Autism is a set of complex neurological disorders that impair socialization, communication, and cognitive ability, but researchers still aren’t exactly sure what causes it. English researchers from the University of Leeds have found a gene to add to the connection of dots they’re making to figure out what causes autism. They published their findings in the journal Translational Psychiatry while the rest of the world races to find another possible cause in hopes of a treatment.

The research team zoomed in on a gene called neurexin-II, which they already knew was associated with autism symptoms. Except this time they got to see how a live animal functioned without the gene. The mice acted with symptoms similar to those found in autistic humans, such as lack of sociability or interest in other mice interaction.

One in 68 children have been identified with autism spectrum disorder, according to the Centers for Disease Control and Prevention. The disorder is five times as prevalent in boys than among girls, and the sharp increase of autism diagnosis has shaken the medical community into action. They’re not even sure if the rates have increased because more children are developing the disorder or because more children are being correctly diagnosed. Autism can vary greatly from highly functional to severely dependent on a caretaker.

"In other respects, these mice were functioning normally," the study’s lead author Dr. Steven Clapcote, Lecturer in Pharmacology in the University's Faculty of Biological Sciences, said in a press release. "The gene deficiency mapped closely with certain autism symptoms. This is exciting because we now have an animal model to investigate new treatments for autism."

When the brain is missing neurexin-II, it also has lower levels of a specific protein called MUNC 18-1. The protein helps to release chemicals in the brain to make connections throughout different neurotransmitters, which are just pathways to send messages through. The lack of passageways for messages may be the reason social cues aren’t picked up by autistic people.

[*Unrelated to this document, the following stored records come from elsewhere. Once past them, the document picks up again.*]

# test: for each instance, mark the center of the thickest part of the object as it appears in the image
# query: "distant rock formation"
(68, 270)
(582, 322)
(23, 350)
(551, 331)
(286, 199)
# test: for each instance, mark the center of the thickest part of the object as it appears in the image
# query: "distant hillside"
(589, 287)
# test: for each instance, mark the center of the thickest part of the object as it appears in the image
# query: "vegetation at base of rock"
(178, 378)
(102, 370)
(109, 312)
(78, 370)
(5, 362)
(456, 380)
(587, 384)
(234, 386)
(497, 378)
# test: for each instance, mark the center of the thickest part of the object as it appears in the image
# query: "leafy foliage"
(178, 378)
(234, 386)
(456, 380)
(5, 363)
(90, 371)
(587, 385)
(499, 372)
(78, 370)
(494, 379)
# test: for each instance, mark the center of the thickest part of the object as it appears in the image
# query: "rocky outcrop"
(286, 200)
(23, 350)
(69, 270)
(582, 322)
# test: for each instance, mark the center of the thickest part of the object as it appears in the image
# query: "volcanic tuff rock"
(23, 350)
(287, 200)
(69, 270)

"Not all people with autism will have the neurexin-II defect, just as not all will have the neuroligin defect," Clapcote said. "But we are starting to build up a picture of the important role of genes involved in these synapse communications in better understanding autism."

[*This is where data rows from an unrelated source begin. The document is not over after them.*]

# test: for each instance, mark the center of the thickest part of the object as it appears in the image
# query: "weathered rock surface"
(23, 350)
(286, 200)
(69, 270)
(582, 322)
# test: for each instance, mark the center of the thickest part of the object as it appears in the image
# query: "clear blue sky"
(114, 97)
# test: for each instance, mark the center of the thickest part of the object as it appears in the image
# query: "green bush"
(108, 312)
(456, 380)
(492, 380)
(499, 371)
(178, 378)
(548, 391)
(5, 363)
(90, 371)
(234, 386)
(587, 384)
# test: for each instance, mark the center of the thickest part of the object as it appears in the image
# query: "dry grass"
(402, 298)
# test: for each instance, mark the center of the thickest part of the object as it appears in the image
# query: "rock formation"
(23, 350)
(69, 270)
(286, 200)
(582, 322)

It’s the first time a research team has made such an important discovery between autism symptoms and a specific gene. The last link was established by Professor Thomas Südhof, a Nobel prize-winning biochemist at Stanford University, who found neurologin-1 had something to do with autism symptoms. While these are only a couple of the concrete evidential causes for autism, there are many theories. Some believe the body’s immune system is incorrectly producing antibodies that attack the child’s brain, which in turn causes autism. Meanwhile, others believe the brain's growth period while the baby is in the mother’s womb has something to do with the incorrect organization of thoughts and synapses.

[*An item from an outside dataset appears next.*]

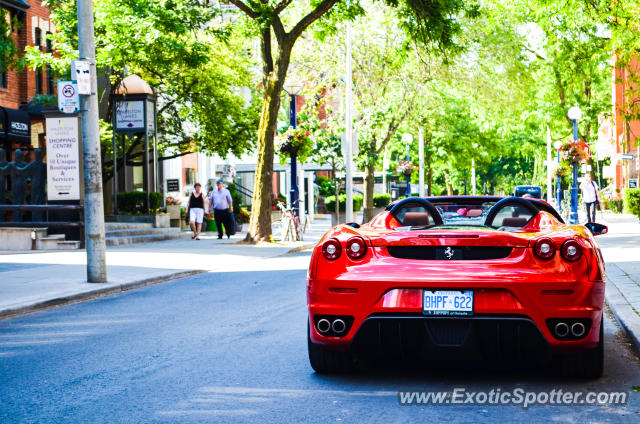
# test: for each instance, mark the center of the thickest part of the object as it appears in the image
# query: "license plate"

A research team from Mount Sinai Medical School declared it’s possible to connect early exposure to certain chemicals found in soda and shampoo to autism development. Conversely, other studies strongly suggest some people may be genetically predisposed to autism, which indicates a hereditary breadcrumb trail throughout family lineages. Whether it’s metabolic, neurological, environmental, or genetic, researchers will continue to scramble through different theories until they find the cause — which could be a combination of two or more.

Source: Dachtler J, Glasper J, Choen RN, Ivorra JL, Swiffen DJ, and Jackson AJ, et al. Deletion of α-neurexin II results in autism-related behaviors in mice is published in Translational Biology. Translational Psychiatry. 2014.